Design and construction
- Architects: earlier phases: unknown Johann Eberhard Blaumann Joespeh Leder Alois Ludwig (Luigi) Pichl Anton Kagerbauer

= Bonțida Bánffy Castle =

Castle in Cluj County, Romania

Bánffy Castle is an architectural monument situated in Bonţida, a village in the vicinity of Cluj-Napoca, Romania, with construction phases and stylistic features belonging to Renaissance, Baroque, Neoclassical and Neogothic styles. It is owned by the Hungarian Bánffy family (of which Miklós Bánffy was a member). The current owner is Katalin Bánffy.

== History ==
In 1387, the Bonțida estate came into the possession of the Hungarian Bánffy of Losonc family, when Sigismund of Luxemburg donated it to Dénes, son of Tamás Losonci. The present castle was preceded by a manor house, whose history dates back to the 15th-16th centuries. After 1640, the estate was inherited by Dénes Bánffy (II) (1638–1674), county governor of Doboka and Kolozs counties, brother-in-law and counselor of Prince Michael I Apafi, who fortified the initial building between 1668 and 1674 by surrounding it with curtain walls that formed a rectangular enclosure, reinforced at the corners with massive circular towers. The castle could be accessed through a seven-storey high gatehouse located on the fortification's eastern side. The works were continued after his death by his successor, György Bánffy (III).

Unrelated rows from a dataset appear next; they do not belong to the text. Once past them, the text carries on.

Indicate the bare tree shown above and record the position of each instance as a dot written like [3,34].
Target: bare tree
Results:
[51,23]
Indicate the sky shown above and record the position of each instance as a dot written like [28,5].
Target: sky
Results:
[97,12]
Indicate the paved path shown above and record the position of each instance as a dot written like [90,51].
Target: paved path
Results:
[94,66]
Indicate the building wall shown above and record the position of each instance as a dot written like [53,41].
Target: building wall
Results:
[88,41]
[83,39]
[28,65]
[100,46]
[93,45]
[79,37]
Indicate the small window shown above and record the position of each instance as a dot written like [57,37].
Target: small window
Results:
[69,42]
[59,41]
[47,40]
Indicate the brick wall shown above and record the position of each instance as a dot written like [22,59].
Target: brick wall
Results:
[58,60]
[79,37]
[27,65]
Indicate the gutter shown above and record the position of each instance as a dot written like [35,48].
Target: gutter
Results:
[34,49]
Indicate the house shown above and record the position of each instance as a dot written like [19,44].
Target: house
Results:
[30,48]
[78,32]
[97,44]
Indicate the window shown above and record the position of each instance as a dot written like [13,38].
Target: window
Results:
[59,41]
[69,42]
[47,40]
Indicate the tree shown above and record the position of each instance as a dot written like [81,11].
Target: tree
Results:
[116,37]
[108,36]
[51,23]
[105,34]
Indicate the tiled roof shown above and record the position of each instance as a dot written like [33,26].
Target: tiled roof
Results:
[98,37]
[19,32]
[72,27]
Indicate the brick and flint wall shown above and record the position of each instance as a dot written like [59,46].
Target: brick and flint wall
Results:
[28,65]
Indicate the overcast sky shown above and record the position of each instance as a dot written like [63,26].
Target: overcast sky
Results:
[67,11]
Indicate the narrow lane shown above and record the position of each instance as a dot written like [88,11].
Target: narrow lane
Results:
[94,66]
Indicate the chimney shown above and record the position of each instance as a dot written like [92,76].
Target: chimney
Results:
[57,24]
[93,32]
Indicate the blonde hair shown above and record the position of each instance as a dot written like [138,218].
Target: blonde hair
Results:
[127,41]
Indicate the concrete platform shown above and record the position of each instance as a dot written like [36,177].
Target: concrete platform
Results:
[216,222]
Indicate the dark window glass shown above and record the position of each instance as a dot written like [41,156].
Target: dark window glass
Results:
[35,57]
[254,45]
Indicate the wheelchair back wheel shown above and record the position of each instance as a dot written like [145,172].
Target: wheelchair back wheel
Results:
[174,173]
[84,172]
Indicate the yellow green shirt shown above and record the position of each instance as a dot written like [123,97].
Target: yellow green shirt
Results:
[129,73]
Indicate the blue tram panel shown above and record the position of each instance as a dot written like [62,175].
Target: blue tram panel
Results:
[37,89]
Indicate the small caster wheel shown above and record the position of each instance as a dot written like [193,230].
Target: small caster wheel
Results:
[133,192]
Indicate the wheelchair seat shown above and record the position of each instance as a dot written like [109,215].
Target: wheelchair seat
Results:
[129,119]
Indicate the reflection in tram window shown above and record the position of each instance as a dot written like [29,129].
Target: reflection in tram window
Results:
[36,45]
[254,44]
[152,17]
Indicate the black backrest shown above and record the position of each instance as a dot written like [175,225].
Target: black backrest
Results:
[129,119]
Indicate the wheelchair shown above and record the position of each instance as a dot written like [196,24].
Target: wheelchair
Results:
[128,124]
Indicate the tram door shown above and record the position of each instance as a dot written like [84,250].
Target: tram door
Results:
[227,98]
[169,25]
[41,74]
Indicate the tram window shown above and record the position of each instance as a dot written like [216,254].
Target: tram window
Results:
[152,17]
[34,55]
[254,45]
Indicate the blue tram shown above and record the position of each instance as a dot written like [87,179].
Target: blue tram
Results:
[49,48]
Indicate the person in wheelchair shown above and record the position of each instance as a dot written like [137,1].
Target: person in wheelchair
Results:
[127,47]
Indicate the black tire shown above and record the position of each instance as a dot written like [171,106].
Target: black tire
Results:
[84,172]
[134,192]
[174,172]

This Renaissance ensemble was involved, between 1704 and 1711, in Rákóczi's War of Independence, needing repairs and restorations at the beginning of the 18th century. Elizabeth the 3rd.

In the 18th century the estate was inherited by Dénes Bánffy (IV), who, after a time spent in the Viennese Court of Empress Maria Theresa, returned home in 1747 and started a reconstruction of the castle in Austrian Baroque style. Between 1747 and 1751 a Cour d'honneur in U shape was built to the eastern side of the Renaissance building, which contained: the riding school, the stable, the carriage rooms and servants' quarters. An important achievement was the castle's park near the Someș (Szamos) River, with walkways, statues and fountains. In the integrative concept specific to Baroque art, the residence and the environment were in a relationship of close interdependence and mutual influence. Based on this concept, the park of 70 ha was set up after the design of architect Johann Christian Erras, which transposed into this space forms dominated by a strict geometry. The sculptor Johann Nachtigall made grandiose stone statues inspired by the ancient poet Ovid.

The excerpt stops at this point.